I thought to myself I need to do that work to bridge that gap because there are so many incredible authors and people that I speak to on a daily basis. We chat all the time. I support them by helping to promote their books. I read their books and everything as well. They deserve those tools and that knowledge to really learn how to basically make PR work for them. Being self-published should not be a detriment to that. And it also in my view does not have to cost hundreds of thousands of dollars a year.
James Blatch: Let's talk about the definition of PR. What's the scope of PR when you talk about it for writers?
Lillian Sue: PR in a nutshell is the most cost effective way to help you share your story with global audiences and to build relationships with the media. There's several different ways. Public relations is kind of, if you imagine an umbrella, and underneath that umbrella there's several different areas that you can build strategies focusing on.
So there's things like paid media is one. A lot of media will say, "Hey, if you want to be featured in an article or an interview, you'd have to pay for that piece of coverage." That's one area. The larger area that I tend to focus on with my clients primarily is earned media. So earned media is organic media that you don't pay for, and the media covers because they find your story compelling. One of the things that authors really gravitate towards when it comes to marketing is email and social media, and maybe even building a website because those things there's low barrier to entry, you don't have to pay for things. You can kind of launch it yourself and build your own audience.

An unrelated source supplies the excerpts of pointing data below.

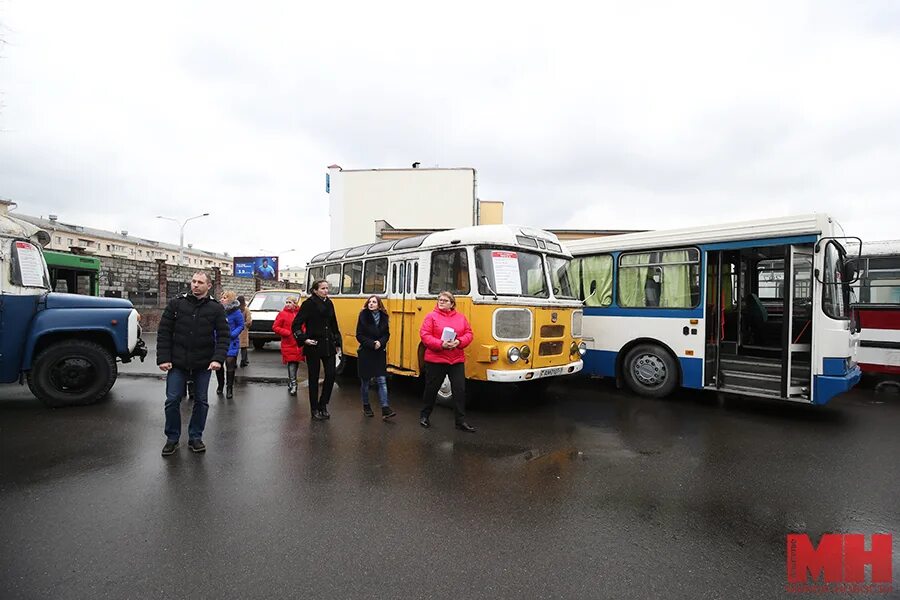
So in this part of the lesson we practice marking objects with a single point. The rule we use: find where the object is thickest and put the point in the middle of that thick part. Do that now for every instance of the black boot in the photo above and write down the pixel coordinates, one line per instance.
(229, 388)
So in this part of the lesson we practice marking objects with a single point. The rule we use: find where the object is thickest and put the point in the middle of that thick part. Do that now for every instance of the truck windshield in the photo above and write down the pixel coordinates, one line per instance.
(511, 273)
(835, 290)
(29, 267)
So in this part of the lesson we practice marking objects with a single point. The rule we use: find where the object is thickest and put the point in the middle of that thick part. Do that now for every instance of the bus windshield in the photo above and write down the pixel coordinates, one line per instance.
(510, 273)
(559, 276)
(835, 291)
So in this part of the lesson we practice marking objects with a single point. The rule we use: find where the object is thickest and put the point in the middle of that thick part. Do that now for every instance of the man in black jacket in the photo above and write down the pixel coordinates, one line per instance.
(192, 342)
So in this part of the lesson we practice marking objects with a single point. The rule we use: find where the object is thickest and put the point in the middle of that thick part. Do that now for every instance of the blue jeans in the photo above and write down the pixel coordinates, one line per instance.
(382, 389)
(176, 383)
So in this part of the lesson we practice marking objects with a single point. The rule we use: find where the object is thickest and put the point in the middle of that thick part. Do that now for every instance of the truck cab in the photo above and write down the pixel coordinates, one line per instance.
(65, 346)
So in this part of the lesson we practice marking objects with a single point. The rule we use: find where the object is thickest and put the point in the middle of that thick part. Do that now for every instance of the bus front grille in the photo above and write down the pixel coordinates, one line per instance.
(550, 348)
(552, 330)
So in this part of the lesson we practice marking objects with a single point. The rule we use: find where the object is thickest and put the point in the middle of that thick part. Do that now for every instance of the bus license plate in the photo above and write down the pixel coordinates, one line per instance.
(552, 371)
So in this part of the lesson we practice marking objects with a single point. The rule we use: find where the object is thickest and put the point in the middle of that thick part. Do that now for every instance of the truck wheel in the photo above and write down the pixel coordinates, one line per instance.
(72, 373)
(649, 370)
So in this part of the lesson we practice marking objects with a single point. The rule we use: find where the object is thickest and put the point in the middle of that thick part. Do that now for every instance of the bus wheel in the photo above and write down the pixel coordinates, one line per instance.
(445, 393)
(650, 371)
(73, 372)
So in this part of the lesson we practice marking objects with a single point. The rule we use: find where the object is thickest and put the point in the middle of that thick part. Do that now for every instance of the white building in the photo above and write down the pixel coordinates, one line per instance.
(293, 275)
(66, 237)
(415, 198)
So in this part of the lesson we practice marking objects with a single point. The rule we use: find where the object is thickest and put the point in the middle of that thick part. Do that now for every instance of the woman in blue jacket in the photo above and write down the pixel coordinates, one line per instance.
(236, 326)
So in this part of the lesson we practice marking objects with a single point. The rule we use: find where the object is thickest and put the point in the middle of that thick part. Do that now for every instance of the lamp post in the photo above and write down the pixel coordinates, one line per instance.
(181, 239)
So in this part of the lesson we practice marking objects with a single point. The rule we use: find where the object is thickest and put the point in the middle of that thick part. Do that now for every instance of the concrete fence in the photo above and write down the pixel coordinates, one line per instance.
(150, 285)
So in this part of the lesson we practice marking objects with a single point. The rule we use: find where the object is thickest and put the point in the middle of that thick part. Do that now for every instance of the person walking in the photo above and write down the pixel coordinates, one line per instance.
(372, 333)
(192, 341)
(445, 333)
(291, 354)
(245, 334)
(316, 328)
(235, 327)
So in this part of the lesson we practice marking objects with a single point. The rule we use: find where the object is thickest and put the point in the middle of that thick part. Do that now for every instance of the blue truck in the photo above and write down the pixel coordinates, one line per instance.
(66, 346)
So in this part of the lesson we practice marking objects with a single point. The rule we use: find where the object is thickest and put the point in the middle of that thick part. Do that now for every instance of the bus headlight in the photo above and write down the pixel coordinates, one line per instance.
(513, 354)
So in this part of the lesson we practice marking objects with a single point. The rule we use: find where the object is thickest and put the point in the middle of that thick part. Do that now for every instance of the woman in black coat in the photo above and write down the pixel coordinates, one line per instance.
(315, 327)
(372, 332)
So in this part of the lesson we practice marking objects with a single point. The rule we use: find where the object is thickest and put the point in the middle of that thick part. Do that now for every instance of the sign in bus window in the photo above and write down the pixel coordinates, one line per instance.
(449, 271)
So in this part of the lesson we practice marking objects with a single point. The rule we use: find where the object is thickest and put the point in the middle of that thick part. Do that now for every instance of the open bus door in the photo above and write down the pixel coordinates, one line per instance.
(797, 322)
(404, 341)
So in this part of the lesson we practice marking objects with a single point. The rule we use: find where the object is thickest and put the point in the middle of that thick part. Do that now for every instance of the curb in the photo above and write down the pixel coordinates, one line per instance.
(237, 379)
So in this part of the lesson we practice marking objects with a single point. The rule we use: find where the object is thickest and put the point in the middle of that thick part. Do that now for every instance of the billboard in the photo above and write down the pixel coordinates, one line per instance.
(264, 267)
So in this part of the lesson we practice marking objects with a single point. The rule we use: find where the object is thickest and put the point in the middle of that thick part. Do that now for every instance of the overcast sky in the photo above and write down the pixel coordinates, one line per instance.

With PR, the necessity there is learning how to tell your story in such a way that the media will want to engage with. So I tell authors all the time that the two big tenets of PR in general, no matter what strategy you're building, is storytelling and relationship building. And that goes across the board. And as I mentioned before, there's several different types of strategies you could look at. Thought leadership is one that you can undertake if you are looking at one of your goals is, "Hey, I want to present at book festivals and conferences. I want to be featured as a panellist. I want to have a table and have book signings there." Well, in order to get there, you have to build the foundation that shows the people running these conferences and these festivals that you know what you're talking about. And thought leadership is the way to do that. By writing and doing video posts that share your insights, your knowledge, your experiences, to really showcase the fact that you're able to educate people about the writing process, about editing, about self publishing, whatever it is.

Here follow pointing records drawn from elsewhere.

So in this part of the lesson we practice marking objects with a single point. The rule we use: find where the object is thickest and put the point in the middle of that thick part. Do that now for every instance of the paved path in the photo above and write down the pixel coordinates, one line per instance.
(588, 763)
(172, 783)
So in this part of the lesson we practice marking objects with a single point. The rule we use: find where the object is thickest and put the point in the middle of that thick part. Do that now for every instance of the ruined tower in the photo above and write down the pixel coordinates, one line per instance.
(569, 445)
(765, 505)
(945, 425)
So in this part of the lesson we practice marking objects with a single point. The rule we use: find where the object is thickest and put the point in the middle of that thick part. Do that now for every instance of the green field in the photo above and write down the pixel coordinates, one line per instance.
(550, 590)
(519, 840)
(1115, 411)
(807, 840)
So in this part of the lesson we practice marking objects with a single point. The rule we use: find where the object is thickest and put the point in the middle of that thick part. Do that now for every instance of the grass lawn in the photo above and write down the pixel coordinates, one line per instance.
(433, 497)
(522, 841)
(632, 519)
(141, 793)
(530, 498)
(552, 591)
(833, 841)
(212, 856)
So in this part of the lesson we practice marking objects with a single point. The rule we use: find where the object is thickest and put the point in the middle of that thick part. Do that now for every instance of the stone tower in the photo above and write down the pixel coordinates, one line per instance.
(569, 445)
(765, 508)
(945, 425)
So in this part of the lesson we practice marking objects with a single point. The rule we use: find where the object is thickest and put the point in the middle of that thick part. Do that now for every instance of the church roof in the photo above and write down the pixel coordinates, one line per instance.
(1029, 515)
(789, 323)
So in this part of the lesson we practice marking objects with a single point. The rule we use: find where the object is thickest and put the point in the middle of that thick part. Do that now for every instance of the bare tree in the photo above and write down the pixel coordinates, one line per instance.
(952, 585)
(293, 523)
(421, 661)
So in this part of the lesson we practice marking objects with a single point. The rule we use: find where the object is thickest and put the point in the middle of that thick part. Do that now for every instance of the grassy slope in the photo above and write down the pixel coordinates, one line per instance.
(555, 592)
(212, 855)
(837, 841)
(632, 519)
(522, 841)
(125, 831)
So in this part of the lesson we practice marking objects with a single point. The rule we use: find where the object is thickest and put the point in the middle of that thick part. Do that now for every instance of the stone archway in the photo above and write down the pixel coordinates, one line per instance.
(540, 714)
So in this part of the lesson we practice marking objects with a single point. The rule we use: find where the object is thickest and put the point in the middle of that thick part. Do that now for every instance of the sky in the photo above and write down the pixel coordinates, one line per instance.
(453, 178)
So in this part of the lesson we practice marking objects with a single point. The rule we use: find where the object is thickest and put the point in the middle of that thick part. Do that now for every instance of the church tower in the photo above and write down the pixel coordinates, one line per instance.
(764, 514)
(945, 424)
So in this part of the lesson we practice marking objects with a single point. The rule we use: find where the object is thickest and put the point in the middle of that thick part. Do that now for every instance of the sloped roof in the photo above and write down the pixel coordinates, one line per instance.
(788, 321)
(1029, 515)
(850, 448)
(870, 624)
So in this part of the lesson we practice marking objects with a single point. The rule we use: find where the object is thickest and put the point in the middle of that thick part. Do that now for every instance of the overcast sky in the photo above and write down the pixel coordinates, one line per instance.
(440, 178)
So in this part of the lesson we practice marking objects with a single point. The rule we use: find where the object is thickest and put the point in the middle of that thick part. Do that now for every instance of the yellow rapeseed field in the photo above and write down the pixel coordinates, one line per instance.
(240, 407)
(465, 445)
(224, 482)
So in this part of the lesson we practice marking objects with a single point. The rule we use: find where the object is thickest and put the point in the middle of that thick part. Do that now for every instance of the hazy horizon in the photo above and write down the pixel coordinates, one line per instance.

So thought leadership is one area. Media relations is where you focus on obtaining reviews, getting those interviews, doing maybe collaborations with other authors, doing major events where you can collaborate with other industries, let's say, or other authors, other associations to really raise the profile and awareness of your book and yourself as an author. And you do that because you want to really raise the profile of your book beyond your own audiences.

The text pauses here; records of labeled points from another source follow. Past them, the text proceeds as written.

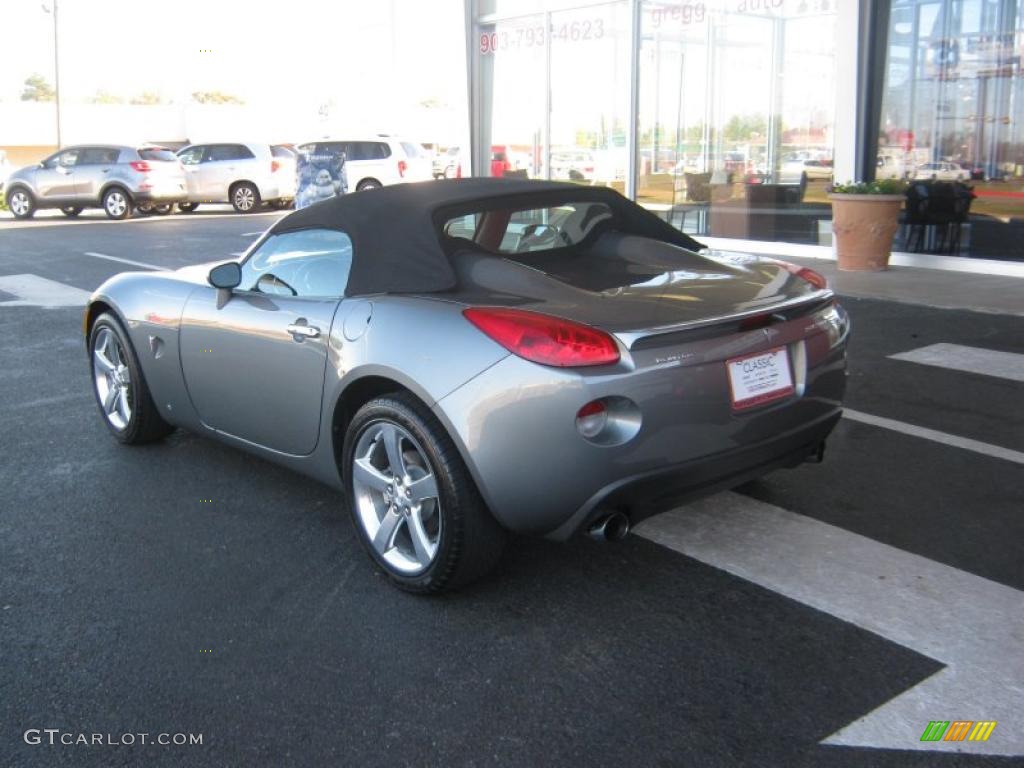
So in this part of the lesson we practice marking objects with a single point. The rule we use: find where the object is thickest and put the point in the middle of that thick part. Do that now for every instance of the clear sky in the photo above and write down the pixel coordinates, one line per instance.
(383, 55)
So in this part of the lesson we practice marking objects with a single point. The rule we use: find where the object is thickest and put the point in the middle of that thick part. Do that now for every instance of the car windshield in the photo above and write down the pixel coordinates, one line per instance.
(158, 155)
(529, 230)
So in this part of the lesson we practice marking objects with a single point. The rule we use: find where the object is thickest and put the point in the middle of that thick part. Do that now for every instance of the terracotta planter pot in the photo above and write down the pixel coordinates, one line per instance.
(864, 225)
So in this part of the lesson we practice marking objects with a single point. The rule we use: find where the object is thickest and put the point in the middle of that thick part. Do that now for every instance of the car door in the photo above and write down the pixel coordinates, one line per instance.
(221, 168)
(55, 179)
(91, 171)
(190, 160)
(254, 365)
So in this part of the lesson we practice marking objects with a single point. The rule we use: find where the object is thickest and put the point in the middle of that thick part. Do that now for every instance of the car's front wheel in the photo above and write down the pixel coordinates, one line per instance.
(117, 203)
(22, 204)
(414, 503)
(121, 390)
(245, 198)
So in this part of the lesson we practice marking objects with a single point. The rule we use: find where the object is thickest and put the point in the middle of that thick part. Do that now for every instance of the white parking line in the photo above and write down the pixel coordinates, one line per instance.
(972, 359)
(126, 261)
(967, 443)
(32, 290)
(971, 624)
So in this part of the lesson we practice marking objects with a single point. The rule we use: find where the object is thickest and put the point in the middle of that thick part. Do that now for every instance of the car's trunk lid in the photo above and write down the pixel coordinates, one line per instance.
(639, 288)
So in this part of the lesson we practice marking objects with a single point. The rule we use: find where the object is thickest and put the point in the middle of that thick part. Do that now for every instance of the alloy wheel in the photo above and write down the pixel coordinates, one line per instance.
(112, 379)
(396, 497)
(19, 203)
(117, 203)
(244, 199)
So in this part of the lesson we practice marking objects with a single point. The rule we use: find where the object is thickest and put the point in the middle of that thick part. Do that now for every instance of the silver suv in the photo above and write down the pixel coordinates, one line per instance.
(112, 177)
(243, 174)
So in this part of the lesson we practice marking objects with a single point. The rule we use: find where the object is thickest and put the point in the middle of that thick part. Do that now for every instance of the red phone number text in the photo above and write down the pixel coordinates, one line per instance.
(530, 37)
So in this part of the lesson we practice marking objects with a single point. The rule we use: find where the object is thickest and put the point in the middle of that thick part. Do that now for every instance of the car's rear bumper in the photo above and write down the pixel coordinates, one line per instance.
(161, 196)
(641, 496)
(515, 426)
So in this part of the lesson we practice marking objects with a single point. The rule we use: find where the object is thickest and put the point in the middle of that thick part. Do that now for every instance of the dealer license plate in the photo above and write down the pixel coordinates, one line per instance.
(760, 378)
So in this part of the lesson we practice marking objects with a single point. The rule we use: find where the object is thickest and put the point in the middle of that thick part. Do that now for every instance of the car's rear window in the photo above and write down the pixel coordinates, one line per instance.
(165, 156)
(530, 230)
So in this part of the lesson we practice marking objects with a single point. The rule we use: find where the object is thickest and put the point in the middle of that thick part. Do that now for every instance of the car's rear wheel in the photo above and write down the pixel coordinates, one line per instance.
(22, 204)
(117, 203)
(121, 391)
(245, 198)
(414, 503)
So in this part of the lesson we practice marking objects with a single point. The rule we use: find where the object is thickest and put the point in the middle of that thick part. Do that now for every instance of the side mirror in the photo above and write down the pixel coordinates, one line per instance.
(226, 275)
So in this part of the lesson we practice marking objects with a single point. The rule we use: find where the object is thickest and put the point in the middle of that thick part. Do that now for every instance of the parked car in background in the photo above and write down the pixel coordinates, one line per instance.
(793, 168)
(574, 165)
(890, 166)
(113, 177)
(375, 162)
(941, 171)
(500, 163)
(5, 169)
(243, 174)
(445, 165)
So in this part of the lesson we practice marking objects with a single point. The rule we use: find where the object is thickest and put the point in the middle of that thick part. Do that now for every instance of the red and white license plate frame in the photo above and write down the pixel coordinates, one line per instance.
(757, 383)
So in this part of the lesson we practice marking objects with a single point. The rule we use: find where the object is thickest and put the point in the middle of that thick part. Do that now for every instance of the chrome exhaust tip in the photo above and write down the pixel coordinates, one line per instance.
(611, 527)
(817, 455)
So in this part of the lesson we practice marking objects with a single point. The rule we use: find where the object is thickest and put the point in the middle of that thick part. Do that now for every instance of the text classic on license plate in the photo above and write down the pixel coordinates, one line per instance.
(760, 378)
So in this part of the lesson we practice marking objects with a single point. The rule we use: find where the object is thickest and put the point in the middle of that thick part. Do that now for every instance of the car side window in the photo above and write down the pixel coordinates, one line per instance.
(67, 159)
(307, 263)
(192, 156)
(97, 156)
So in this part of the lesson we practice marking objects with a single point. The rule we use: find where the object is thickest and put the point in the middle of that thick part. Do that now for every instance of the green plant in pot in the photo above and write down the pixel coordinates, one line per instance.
(865, 216)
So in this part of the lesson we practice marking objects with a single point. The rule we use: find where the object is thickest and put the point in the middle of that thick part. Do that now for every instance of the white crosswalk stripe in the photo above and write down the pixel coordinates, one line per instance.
(31, 290)
(971, 624)
(971, 359)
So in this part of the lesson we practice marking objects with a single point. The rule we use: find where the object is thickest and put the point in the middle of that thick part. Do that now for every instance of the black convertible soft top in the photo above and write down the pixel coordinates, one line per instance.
(395, 230)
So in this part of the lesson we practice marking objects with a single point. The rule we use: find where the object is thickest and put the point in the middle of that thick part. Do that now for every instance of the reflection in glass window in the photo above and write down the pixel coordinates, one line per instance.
(307, 263)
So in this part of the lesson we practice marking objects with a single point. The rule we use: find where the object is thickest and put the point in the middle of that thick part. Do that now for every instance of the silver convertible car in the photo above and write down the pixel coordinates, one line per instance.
(468, 357)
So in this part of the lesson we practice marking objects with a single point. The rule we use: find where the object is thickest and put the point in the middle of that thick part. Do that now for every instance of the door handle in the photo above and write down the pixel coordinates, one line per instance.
(299, 330)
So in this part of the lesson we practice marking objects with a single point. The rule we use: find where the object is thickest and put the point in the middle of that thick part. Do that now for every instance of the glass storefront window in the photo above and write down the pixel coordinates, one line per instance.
(953, 112)
(736, 114)
(554, 93)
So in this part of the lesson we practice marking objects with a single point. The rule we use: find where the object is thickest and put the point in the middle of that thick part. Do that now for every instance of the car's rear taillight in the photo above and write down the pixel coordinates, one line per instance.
(804, 272)
(541, 338)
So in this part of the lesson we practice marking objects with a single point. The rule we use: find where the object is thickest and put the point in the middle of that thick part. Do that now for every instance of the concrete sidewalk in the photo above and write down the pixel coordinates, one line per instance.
(936, 288)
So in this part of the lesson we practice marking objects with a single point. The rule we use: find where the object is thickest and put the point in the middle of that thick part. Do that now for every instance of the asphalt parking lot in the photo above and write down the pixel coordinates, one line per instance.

And by going by a framework that I tell authors, if you have no media experience, it really helps to break it down this way. First, go with genre specific, then local, then international. Genre specific is a great place to start if you don't have media experience, you don't have experience doing interviews, because a lot of these podcasts might be smaller and they might have processes that will help you get more comfortable with answering interview questions, with working with different bloggers to do reviews, that sort of thing.
But although they're smaller, the fact that they're genre specific means you're reaching your readers where they spend their time. Because they're listening to these podcasts, they're reading these blogs, they're following these reviewers. So it's a great place to cut your teeth in order to really build on that media experience, and then once you get comfortable moving to the next tier up to do local media experience is about figuring out the angles of how can I appeal to, say, my local radio station, my local TV station? Am I doing an event where partial proceeds from the sales of my books will go to fund a certain nonprofit that will help improve the local community as well as raise awareness of my books, that sort of thing. And it really depends, the type of strategy that you build underneath public relations depends on really what your goals are.
So if you're looking at building your reputation as an author and really standing out there as a great speaker and educating people, then thought leadership's the way to go. If you want to really focus on raising awareness of your book and talking more about why the themes of your book are important, why you wrote it, what you want audiences to get out of it, then media relations should be the focus. I tend to counsel authors that if you don't really have media experience, it's good to pick one direction to focus on. So prioritise which one of your goals you'd want to work on meeting first, and then once you get the hang of it, you can really incorporate these things into a more well rounded, robust strategy.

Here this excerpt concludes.